Pat Buchanan has an opinion on LOST, noting that then President Reagan in 1982 refused to sign the Law of the Sea Treaty or send it to the Senate. Now apparently George Bush, the US Senate, and the Navy are aligned to support it:

What is the matter with Bush? What is the matter with the U.S. Navy? For the sea treaty grants us no rights we do not already have in international law and tradition — it only codifies them. It siphons off national rights, national sovereignty and national wealth, however, and empowers global bureaucrats and Third World kleptocrats whose common trait is jealousy of and hostility toward the United States.

Under LOST, if the United States wishes to mine the ocean or scoop up minerals from its floor, we would have to pay a fee and get permission from the Authority, then provide a subsidiary of the Authority called the Enterprise with a comparable site for its own exploitation with our technology. Eventually, the Authority would collect 7 percent of the revenue from the U.S. mining site, giving this institution of world government what the United Nations has hungered for for decades: the power to tax nations.
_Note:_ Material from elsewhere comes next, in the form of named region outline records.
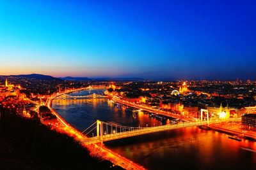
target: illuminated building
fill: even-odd
[[[244,114],[242,115],[243,127],[256,131],[256,114]]]
[[[229,118],[230,117],[230,110],[228,109],[228,105],[227,105],[225,108],[222,107],[222,103],[220,104],[219,112],[220,118]]]
[[[8,81],[7,81],[7,78],[5,80],[5,87],[8,87]]]
[[[186,83],[186,81],[183,82],[183,84],[180,86],[179,92],[180,94],[185,94],[188,92],[188,86]]]

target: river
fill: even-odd
[[[84,90],[72,96],[102,94]],[[168,124],[143,112],[136,114],[106,99],[52,101],[52,108],[69,124],[83,131],[99,119],[124,125],[148,127]],[[93,133],[94,133],[93,134]],[[95,135],[92,131],[89,136]],[[196,127],[136,136],[106,143],[112,150],[148,169],[255,169],[256,142],[228,139],[228,135]]]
While the treaty assures the right of peaceful passage on the high seas and through narrows that are territorial waters, we already have that right under international law. And for the past two centuries, we have had as guarantor of the right of free passage the U.S. Navy. Now, we will have it courtesy of the International Seabed Authority.

“It is inconceivable to this naval officer,” writes Adm. James Lyons, former commander of U.S. forces in the Pacific, “why the Senate would willingly want to forfeit its responsibility for America’s freedom of the seas to the unelected and unaccountable international agency that would be created by the ratification of LOST.

“The power of the U.S. Navy, not some anonymous bureaucracy, has been the nation’s guarantee to our access to and freedom of the seas. I can cite many maritime operations — from the blockade of Cuba in 1962, to the reflagging of ships in the Persian Gulf, to our submarine intelligence-gathering programs — that have been critical to maintaining our freedom of the seas and protecting our waters from encroachment. All those examples would likely have to be submitted to an international tribunal for approval if we become a signatory to this treaty. … This is incomprehensible.”

U.S. warships today inspect vessels suspected of carrying nuclear contraband. In the Cold War, U.S. submarines entered harbors to tap into communications cables to protect our national security. Our subs routinely transit straits submerged. To do this, post-LOST, the Navy would have to get permission from an Authority composed of states most of which have an almost unbroken record of voting against us in the United Nations. Why are we doing this?

We note that this is not new news. The administration has had the same — inexplicable — position on this treaty for several years now.

One Response to “Lost at sea?”

  1. gs Says:

    Jeane Kirkpatrick (RIP) testified that the treaty is against the USA’s economic interests. Law professor Jeremy Rabkin asserts that it has negative national-security implications. Rabkin:

    Though the text was cast in its final form (apart from appendices) in 1982, the treaty was largely negotiated in the 1970s. That was not an altogether promising gestation period for international ventures. It was in the 1970s that newly independent states in what was then called “the Third World” achieved a reliable majority in the UN General Assembly. At the urging of the new majority, the UN proceeded to sponsor a whole series of ambitious new projects aimed at global redistribution of power and resources.